Can de-duplication have stave off the data avalanche? By Nick Cater, Iron Mountain Digital.
A key way of reducing data is to examine how much information is simply replicated by multiple users: standardised operating systems and applications have brought thousands of identical files on legions of computers. Add to that identical multi-megabit attachments stored in multiple recipients' inboxes, and it's easy to see how much duplicate documents add to an organisation's storage requirements.
De-duplication deserves to score higher on the IT agenda as a method to help reduce storage and power costs through streamlining the amount of information needing to be backed up. It also helps to address issues such as business continuity, e-discovery, and compliance requests.
De-duplication technologies can take a number of forms, but the core methodologies are elimination of identical duplicate files across the network, incremental backups and file compression.
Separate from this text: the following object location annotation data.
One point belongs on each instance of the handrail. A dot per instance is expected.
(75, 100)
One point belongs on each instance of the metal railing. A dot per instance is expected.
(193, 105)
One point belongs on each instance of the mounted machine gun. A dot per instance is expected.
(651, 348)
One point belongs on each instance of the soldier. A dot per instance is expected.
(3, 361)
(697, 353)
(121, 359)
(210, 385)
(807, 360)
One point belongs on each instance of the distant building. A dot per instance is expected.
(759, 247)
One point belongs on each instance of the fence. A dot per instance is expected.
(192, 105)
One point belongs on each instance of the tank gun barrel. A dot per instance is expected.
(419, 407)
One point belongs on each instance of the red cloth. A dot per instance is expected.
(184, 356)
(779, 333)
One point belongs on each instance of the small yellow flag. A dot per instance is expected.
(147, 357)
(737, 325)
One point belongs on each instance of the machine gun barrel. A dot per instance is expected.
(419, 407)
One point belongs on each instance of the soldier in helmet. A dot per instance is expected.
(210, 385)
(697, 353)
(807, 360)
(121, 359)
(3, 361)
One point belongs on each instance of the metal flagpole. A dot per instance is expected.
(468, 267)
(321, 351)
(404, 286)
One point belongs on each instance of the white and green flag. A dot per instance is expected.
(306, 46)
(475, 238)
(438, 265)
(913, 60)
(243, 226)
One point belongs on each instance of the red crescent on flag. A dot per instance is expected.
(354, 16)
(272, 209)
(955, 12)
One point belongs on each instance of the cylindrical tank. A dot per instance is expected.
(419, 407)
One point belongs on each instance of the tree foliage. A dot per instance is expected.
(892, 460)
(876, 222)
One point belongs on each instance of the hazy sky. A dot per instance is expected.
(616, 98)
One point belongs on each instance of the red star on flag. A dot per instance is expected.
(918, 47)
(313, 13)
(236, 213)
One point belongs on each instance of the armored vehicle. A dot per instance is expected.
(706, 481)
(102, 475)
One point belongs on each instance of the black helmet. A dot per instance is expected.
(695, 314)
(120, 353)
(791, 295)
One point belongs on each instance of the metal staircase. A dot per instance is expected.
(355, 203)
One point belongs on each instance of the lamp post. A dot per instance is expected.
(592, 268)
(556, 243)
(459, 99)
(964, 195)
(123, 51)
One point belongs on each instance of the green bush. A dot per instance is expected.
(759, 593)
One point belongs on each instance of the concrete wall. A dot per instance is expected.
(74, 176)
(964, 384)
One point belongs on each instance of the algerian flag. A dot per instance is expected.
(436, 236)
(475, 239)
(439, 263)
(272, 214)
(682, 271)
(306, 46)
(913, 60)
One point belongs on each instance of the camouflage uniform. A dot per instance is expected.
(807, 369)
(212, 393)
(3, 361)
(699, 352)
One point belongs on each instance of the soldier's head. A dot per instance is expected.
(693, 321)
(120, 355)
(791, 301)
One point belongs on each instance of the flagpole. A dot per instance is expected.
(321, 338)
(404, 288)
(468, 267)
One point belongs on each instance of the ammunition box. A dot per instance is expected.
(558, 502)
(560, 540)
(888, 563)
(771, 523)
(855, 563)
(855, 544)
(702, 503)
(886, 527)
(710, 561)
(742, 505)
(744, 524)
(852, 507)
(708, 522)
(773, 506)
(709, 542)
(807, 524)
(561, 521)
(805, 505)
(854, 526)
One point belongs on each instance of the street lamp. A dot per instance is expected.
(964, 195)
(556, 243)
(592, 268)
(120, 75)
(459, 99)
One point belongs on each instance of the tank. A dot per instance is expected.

These techniques can strip out a huge amount of backed-up data that simply isn't needed. The technology also works across distributed data centres, ensuring one centralised version of a document is backed up, rather than several different versions held on different devices.
Useful though it is, de-duplication only tackles the initial symptoms of the data deluge, and will not be able to match the growing average size of files as video and media files increasingly used. Data reduction takes de-duplication one step further, moving it from a reactive to a proactive approach to data management. The technique automates data movement and deletion from the desktop, reducing the physical volume of data moving around the organisation.
Policy-driven, the technique 'tags' files that are deemed no longer required: this is established through a rules-based system that can be set up by administrators or IT managers. These files can then be extracted from their current position, and either moved to the archive, or deleted securely.
Data reduction should, theoretically, reduce the requirement to educate users about how to manage their own data storage effectively. Moving data management to an automated, policy-driven mechanism removes the need for colleagues to worry about where and when their data is backed-up.
However, ensuring users understand why data reduction policies are in place - and how they can remove any blockages to the backup pipeline - will always help an organisation's long-term data strategies to succeed. Common practices such as using email inboxes as a secondary storage system for large documents will always continue, so IT managers should encourage users to take a robust and rigorous approach to their individual storage habits - before somebody else does.